Time for a First Page Critique, this one titled Avenue M.  This submission has much to teach us about backstory, developing a writer’s voice and it poses that oft-debated question here:  When does a slow start work?  A big thank you to our writer for letting us read this work and learn from it.  Please weigh in with comments!

Avenue M

I want to go back to Brooklyn, Avenue M East 3rd. If I say it enough times, will that happen? If I am very specific with the address, sit quietly, visualize the street? I want to see grandma one more time; smell the mothballs on her sweater, take her hand walking back from Maggio’s Deli on the corner, trip over the cracks in the uneven sidewalk, past Ms. Johnson’s house – “Wave to Mrs. Johnson, Sugar” – and onto the stoop of the attached two-family home where I had spent each summer as a little girl. I want to have more patience with Aunt Billie and be kinder to grandpa. I want to go back to Brooklyn, just one more day.
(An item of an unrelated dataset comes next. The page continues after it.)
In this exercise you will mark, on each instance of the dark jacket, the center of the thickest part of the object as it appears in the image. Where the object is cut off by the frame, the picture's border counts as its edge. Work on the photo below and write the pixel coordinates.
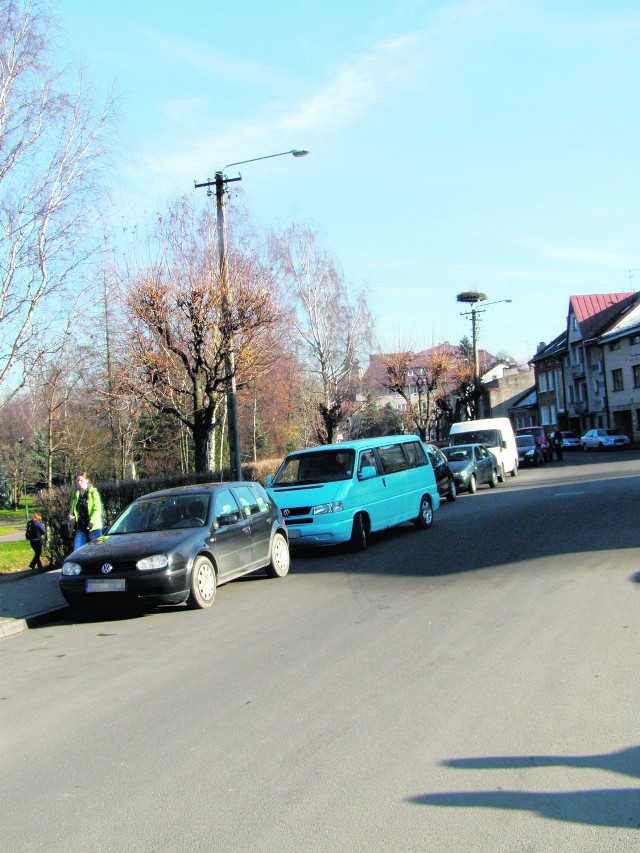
(36, 531)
The night before the wake, my mother told me how grandma, at fifteen – Elizabeth – grandpa called her Ella – had gotten pregnant with Aunt Billie, my “slow” aunt. Grandma had just died the week before, propped up in bed, a half jelly jar of warm Budweiser, a crushed filtered Camel in the ashtray on the bedside table, and an empty box of Whitmans, you know, the kind that hold four different chocolate pieces with the little drawing of each and a description on the back of the box? She was reading one of her Harlequin Romance novels, fell asleep, and just didn’t wake up the next day. That is when I started dreaming of grandma, of going back to Avenue M.

I’m a forty year old grown woman, for heaven’s sake, with two great kids and a loving husband, so why do I constantly think of grandma and feel her presence, and while driving, worrying over something or another about one of my boys, put my hand on my own shoulder as if she were caressing mine and I were caressing hers? Dreaming of Brooklyn, Avenue M, the dead-end street with the baseball field behind the chain link fence, walking to the EL with grandpa – a trip to Coney Island, – eating ice cream at the foot of grandma’s bed watching television with Aunt Billie.

I just want one day, one more day, nine years old but knowing, knowing everything and in that knowing, able to hold her and comfort her. I would be such a good girl. I wouldn’t give her any grieve and I wouldn’t be fresh to grandpa and I would hug Aunt Billie more, I promise.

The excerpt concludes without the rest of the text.